Maxime went on staring at her as brazenly as a tart with his big blue eyes. Then, suddenly, he came out with a question: “How old are you?”
“Never ask such a thing!” she cried, putting her hands together. “The poor thing doesn’t know what he can and cannot say! I’ll have to teach him everything. . . . Fortunately, I’m still young enough to say how old I am. I’m twenty-one.”
“I’ll soon be fourteen. . . . You could be my sister.”
He did not finish his thought, but his eyes made it clear that he had expected his father’s second wife to be much older. He was standing quite close to her and staring at her neck so attentively that after a while she almost blushed. Yet she was too flighty to stick to one subject for long, and as she walked off she began talking about her tailor, forgetting that she was speaking to a child.
“I would have liked to be here to welcome you. But can you believe that Worms brought me this outfit this morning? . . . I tried it on an
d think it looks rather good. It’s quite chic, don’t you think?”
She had gone over to a mirror. Maxime walked around behind her so as to examine her from various angles.
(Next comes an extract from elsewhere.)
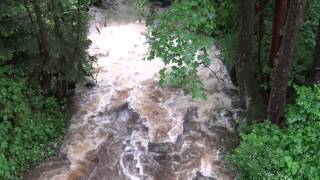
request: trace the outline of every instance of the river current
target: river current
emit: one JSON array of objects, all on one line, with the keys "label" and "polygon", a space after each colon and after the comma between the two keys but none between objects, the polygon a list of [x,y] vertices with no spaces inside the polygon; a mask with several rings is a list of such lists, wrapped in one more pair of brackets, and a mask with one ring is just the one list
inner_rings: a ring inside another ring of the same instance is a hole
[{"label": "river current", "polygon": [[237,90],[219,50],[210,49],[210,70],[199,68],[207,100],[160,87],[158,72],[164,64],[143,60],[147,28],[133,0],[105,6],[90,8],[88,51],[98,60],[95,86],[87,81],[77,85],[58,156],[25,179],[235,179],[224,155],[238,142]]}]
“But when I put on the jacket, I noticed that there was a big crease right here on the left shoulder. Do you see it? . . . It’s very ugly. It makes me look as though one shoulder is higher than the other.”
He moved close to her, passed his finger over the crease as if to smooth it out, and then, naughty schoolboy that he was, allowed his hand to linger on the spot with a certain apparent comfort.
“Well,” she continued, “I simply couldn’t stand it. I ordered the carriage brought round and went to tell Worms what I thought of his inconceivable carelessness. . . . He promised me he’d fix it.”
She remained in front of the mirror, still contemplating her image and all of a sudden lost in reverie. After a while she placed a finger on her lips with an air of meditative impatience. Then, in a very low voice, as if talking to herself, she said, “Something is missing. . . . Something is definitely missing.”
Turning abruptly, she faced Maxime and asked, “Is it really all right? . . . Don’t you think something is missing, a trifle, a bow somewhere?”
The schoolboy, reassured by the young woman’s friendly manner, had regained all the poise of his impudent nature. He moved away, drew near, squinted, muttering all the while: “No, no, nothing is missing. It’s very pretty, very pretty. . . . If anything, there is a bit too much.”
He blushed a bit for all his audacity, drew still closer to Renée, and tracing an acute angle on her bosom with his fingertip said, “If it were up to me, I’d scoop out the lace like this and add a necklace with a big cross.”